椎名武雄氏(2009年、撮影:横溝敦)

 外資系IT企業といえば、GAFAMなどの新興企業が頭に浮かぶ。しかし20世紀における外資系IT企業の筆頭はIBMであり、コンピューター業界のガリバーと呼ばれていた。日本市場では、通産省(現経産省)の政策もあって苦戦した時期があったが、米国本社に「偉大なる成功」と言わしめるほどの結果を残したのが、社長・会長を務めた椎名武雄氏だった。それを可能にしたのが、「Sell IBM in Japan, Sell Japan in IBM」という言葉だった。

「ネアカ」こそが組織を動かす原動力

 経営者の一つの条件に「ネアカ」が挙げられる。組織を率いるリーダーが悲観的では部下がついていかない。社員の士気を高めるためにも、経営者は楽天的に、明るく振る舞わなければならない。

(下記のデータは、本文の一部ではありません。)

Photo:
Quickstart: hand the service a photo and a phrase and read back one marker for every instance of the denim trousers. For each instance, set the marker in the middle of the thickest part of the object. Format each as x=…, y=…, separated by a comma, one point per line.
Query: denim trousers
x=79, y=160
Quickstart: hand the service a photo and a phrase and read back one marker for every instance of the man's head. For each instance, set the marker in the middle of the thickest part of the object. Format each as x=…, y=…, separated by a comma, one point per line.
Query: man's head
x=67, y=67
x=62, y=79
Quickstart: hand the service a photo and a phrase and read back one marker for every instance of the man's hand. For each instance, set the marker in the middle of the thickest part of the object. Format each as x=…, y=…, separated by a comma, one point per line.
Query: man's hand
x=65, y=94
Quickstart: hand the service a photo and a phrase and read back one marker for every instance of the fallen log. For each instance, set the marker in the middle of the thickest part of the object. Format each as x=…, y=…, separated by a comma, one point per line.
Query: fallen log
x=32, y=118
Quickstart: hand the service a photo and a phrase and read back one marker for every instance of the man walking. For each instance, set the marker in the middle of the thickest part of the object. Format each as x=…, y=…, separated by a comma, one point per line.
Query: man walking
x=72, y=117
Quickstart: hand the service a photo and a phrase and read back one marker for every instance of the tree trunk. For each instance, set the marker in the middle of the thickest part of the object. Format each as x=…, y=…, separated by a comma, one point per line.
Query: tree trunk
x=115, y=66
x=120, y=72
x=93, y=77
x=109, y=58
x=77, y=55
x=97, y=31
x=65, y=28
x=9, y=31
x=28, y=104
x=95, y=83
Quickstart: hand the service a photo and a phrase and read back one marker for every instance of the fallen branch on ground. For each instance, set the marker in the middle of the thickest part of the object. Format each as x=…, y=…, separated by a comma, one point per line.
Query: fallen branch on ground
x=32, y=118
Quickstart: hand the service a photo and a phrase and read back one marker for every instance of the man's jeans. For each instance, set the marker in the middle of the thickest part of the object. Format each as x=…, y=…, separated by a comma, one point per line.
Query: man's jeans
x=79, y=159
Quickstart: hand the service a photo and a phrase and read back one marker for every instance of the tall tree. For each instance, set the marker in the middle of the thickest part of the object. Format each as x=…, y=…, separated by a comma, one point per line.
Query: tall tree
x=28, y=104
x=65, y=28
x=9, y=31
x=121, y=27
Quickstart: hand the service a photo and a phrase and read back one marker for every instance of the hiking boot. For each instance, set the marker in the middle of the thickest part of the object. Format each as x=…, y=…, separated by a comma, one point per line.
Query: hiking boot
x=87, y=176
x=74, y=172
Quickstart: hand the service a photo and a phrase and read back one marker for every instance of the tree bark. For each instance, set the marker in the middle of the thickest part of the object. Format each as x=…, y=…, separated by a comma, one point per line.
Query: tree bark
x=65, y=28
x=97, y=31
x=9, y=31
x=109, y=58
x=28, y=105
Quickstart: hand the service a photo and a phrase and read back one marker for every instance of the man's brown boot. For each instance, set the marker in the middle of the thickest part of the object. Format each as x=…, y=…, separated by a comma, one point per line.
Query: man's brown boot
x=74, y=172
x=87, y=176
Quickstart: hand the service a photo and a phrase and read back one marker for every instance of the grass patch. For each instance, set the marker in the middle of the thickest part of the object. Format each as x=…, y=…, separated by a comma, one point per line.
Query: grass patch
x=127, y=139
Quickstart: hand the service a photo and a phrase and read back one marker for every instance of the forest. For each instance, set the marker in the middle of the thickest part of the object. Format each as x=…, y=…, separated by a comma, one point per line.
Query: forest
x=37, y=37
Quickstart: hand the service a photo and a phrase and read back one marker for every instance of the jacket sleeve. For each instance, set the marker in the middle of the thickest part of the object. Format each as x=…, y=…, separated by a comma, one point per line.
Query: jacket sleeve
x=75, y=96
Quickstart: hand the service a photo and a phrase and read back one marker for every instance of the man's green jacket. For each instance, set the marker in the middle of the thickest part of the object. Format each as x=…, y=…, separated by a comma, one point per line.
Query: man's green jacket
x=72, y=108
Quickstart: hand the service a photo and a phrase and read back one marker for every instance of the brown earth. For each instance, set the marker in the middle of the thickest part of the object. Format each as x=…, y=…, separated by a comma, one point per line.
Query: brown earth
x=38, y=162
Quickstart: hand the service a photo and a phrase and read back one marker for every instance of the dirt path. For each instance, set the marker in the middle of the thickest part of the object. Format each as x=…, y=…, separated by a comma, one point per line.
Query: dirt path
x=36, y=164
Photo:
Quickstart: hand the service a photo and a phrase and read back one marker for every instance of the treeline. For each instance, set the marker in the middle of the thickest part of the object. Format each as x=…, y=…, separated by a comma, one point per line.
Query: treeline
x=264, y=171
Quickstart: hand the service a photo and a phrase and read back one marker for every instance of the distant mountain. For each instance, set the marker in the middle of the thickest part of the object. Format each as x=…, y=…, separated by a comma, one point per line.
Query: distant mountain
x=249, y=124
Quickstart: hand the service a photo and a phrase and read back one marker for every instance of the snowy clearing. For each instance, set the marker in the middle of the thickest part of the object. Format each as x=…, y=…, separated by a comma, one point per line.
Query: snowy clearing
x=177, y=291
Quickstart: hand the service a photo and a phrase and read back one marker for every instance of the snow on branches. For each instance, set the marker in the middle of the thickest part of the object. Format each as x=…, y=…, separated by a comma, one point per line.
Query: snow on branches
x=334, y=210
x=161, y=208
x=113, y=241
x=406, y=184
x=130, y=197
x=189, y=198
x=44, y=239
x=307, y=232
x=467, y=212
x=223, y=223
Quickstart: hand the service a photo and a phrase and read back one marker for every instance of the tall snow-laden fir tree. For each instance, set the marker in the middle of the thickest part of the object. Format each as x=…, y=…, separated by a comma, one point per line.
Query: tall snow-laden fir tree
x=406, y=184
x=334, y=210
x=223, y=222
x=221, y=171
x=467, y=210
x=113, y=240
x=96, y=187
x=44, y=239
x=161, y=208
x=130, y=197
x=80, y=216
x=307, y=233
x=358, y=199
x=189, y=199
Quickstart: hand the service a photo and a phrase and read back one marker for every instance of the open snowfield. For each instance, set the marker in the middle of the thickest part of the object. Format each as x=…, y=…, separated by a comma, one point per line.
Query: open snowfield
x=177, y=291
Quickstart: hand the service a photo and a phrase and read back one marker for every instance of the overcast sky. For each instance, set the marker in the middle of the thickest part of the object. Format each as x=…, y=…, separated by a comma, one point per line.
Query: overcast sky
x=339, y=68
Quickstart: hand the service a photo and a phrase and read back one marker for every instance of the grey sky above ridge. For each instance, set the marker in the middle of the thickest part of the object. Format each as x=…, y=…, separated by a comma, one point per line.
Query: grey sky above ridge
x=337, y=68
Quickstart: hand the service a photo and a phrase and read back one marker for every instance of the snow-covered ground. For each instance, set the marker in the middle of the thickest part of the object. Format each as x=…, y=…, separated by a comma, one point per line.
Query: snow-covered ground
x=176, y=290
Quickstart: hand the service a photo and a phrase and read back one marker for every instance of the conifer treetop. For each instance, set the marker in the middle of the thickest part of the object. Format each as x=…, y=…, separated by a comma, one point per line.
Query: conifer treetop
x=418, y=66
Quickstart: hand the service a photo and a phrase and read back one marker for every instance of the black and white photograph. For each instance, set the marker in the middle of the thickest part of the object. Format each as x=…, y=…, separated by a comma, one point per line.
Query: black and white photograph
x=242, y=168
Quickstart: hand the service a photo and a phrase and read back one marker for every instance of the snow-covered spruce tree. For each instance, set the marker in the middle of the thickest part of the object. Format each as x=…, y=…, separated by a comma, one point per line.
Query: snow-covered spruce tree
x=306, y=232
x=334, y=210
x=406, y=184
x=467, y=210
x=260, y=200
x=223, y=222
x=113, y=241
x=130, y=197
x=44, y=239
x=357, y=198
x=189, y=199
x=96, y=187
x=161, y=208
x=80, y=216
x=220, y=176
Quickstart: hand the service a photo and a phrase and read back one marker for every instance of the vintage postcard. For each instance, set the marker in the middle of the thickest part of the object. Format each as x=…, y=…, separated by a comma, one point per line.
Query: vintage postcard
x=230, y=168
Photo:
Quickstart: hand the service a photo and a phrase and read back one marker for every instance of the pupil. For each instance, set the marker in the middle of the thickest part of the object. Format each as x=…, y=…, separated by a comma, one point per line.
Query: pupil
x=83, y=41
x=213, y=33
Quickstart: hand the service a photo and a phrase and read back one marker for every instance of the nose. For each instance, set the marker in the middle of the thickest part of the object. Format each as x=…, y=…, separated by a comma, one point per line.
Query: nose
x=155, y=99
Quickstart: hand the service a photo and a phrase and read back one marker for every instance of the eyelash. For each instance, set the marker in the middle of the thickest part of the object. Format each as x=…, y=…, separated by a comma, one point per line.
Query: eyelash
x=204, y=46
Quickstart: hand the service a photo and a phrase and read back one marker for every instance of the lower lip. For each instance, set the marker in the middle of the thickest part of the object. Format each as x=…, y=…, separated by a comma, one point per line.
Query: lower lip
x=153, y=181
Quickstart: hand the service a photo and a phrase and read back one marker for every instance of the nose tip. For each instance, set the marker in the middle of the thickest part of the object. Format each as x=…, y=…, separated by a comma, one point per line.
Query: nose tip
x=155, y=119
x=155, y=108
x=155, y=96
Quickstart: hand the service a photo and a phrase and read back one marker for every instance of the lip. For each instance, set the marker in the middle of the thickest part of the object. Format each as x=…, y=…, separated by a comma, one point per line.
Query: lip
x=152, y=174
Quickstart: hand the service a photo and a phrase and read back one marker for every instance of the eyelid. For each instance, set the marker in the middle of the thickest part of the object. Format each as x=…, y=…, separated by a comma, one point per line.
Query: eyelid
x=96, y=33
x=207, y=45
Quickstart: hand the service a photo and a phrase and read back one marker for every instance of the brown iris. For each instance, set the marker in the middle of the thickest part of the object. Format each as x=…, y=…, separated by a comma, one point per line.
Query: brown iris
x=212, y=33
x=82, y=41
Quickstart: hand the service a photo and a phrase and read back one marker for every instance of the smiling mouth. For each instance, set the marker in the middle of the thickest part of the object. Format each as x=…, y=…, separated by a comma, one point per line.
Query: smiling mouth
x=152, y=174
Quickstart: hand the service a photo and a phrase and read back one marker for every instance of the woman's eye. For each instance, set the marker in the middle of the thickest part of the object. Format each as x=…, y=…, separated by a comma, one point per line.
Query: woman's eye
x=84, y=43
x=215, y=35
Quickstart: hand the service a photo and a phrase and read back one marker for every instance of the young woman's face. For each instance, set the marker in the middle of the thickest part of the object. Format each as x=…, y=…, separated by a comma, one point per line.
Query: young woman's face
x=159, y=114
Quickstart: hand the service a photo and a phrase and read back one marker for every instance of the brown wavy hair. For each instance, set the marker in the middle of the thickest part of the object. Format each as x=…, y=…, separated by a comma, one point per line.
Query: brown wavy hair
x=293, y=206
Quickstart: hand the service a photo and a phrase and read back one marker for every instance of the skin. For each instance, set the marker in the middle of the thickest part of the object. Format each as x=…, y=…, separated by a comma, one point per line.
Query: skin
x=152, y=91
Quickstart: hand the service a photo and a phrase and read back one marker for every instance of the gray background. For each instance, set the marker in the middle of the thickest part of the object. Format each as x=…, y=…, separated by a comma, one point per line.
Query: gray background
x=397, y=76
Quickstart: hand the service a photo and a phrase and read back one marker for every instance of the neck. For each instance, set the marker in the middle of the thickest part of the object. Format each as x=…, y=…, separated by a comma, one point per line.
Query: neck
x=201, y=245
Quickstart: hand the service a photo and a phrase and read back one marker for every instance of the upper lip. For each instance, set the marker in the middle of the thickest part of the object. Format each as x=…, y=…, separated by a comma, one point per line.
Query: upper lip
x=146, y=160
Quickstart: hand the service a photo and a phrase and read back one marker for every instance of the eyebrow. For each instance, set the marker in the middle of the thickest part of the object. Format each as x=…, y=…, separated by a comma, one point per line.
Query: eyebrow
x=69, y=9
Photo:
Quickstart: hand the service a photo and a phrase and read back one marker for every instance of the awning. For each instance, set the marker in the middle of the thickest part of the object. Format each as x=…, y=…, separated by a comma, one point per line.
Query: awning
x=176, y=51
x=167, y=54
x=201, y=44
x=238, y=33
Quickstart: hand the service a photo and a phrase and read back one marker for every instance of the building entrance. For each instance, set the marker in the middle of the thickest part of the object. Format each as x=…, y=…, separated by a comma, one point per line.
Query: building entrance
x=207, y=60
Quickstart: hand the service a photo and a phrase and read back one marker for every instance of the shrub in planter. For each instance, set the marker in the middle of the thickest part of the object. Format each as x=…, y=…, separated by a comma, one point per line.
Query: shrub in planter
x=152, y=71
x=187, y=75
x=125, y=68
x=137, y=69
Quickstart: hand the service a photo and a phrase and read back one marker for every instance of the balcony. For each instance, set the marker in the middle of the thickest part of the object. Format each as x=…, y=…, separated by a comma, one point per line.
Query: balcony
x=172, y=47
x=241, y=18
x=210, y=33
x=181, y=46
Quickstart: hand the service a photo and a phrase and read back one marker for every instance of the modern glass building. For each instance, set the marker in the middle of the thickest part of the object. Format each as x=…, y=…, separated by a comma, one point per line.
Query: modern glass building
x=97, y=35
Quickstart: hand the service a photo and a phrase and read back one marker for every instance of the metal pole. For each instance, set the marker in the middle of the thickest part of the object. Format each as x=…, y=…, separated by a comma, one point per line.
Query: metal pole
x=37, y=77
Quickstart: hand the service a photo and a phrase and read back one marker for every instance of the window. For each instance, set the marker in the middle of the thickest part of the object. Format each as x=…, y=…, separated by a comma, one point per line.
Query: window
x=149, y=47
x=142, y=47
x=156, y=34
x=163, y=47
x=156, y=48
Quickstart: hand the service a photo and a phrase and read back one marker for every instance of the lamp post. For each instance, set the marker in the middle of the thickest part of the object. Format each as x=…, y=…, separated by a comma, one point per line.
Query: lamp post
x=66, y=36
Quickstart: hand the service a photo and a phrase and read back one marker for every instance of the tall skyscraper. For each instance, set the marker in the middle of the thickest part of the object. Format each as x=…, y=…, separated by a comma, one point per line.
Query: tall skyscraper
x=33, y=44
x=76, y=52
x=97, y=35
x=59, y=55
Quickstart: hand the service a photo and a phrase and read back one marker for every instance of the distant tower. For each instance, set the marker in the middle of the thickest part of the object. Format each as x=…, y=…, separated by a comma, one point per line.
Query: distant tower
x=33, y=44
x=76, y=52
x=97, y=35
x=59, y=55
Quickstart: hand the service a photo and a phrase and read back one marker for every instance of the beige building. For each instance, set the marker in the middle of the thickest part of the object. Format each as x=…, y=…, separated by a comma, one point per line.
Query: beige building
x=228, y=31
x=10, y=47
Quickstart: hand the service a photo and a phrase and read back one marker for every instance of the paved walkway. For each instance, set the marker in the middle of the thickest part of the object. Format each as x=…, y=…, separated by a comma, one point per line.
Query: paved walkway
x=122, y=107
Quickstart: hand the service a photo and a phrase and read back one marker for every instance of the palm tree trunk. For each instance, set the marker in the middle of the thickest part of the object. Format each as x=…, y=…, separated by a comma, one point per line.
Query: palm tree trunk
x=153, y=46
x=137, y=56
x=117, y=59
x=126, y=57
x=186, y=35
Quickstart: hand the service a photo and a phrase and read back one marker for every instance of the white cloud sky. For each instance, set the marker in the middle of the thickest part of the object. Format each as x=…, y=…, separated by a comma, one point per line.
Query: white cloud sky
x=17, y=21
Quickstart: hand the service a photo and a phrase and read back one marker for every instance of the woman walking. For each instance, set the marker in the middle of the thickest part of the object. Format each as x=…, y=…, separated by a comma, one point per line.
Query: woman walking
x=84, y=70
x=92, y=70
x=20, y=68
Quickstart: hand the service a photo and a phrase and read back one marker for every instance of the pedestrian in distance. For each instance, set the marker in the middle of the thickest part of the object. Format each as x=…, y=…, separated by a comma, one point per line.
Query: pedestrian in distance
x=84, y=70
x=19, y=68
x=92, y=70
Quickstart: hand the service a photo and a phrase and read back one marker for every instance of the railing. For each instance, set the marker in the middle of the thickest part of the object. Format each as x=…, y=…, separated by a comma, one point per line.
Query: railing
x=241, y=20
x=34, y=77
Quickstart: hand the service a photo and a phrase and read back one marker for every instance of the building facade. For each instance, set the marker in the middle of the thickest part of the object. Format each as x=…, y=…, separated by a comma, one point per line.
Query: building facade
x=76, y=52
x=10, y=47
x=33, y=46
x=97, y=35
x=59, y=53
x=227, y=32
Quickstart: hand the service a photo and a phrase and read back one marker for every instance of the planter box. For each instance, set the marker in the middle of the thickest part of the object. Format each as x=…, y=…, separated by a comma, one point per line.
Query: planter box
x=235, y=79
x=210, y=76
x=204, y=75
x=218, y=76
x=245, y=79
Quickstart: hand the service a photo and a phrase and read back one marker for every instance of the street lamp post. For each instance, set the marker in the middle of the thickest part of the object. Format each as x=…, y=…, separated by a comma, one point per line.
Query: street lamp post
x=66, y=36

 そのため多くの経営者が、本音はともかく、ネアカを装っている。そんな経営者の中で、筆者が「この人以上のネアカ経営者はいない」と思うのが、本稿の主人公で、日本アイ・ビー・エム(IBM)で社長・会長を務めた椎名武雄氏(1929年─2023年)だ。

 とにかく明るい。大きな声で話し、大きな声で笑う。岐阜生まれなのに江戸っ子に負けないほどのべらんめえ調で、歯に衣着せぬ物言い。なのにそれが嫌みにならず、多くの人に愛された。この性格が、日本IBMを日本市場に定着させた。